"Paul Phillips" pphillips@ivue.com writes:
I believe I have found a couple of bugs in Fiasco which were causing the multiple server problem, and probably some other problems. In /fiasco/src/time.h : the code for set( microseconds):
From the first impression, your fix looks right. Thanks for tracking
this down!
I still wonder why I haven't ever seen this problem... I think I tried booting L4Linux and `hello' concurrently, but maybe the order in which they're started makes a difference.
I almost can't believe that I wrote that routine... :-) It must have been late at night. I probably didn't invest much thought into it because I was thinking I was going to rewrite it soon.

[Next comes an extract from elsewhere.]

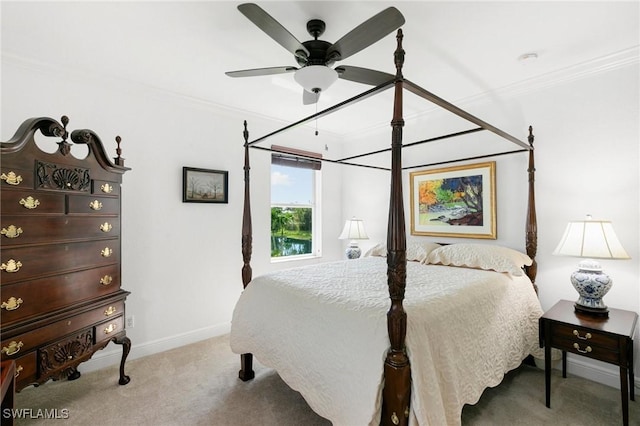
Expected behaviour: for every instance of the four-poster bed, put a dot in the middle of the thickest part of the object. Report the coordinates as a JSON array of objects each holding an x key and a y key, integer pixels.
[{"x": 358, "y": 362}]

The timeout handling also suffers from at least two other problems: It disables interrupts while traversing a linear linked list of unknown length, that is, potentially for an unacceptably long time; and it suffers from the ``page fault may re-enable interrupts'' problem because it potentially touches a TCB in a 4-MB kernel region for which a reference to its shared page table hasn't yet been inserted into the current task's page directory (this is done ``on demand'' in the page fault handler). This is just one more example why doing kernel synchronization using interrupt-disabling is a bad idea.
[ from a different email ]
Why did you relocate it to 0x2400000? It should be able to run (even concurrently with L4Linux) at the memory location it is linked to using the distributed version of l4/server/hello/Makefile, 0x200000.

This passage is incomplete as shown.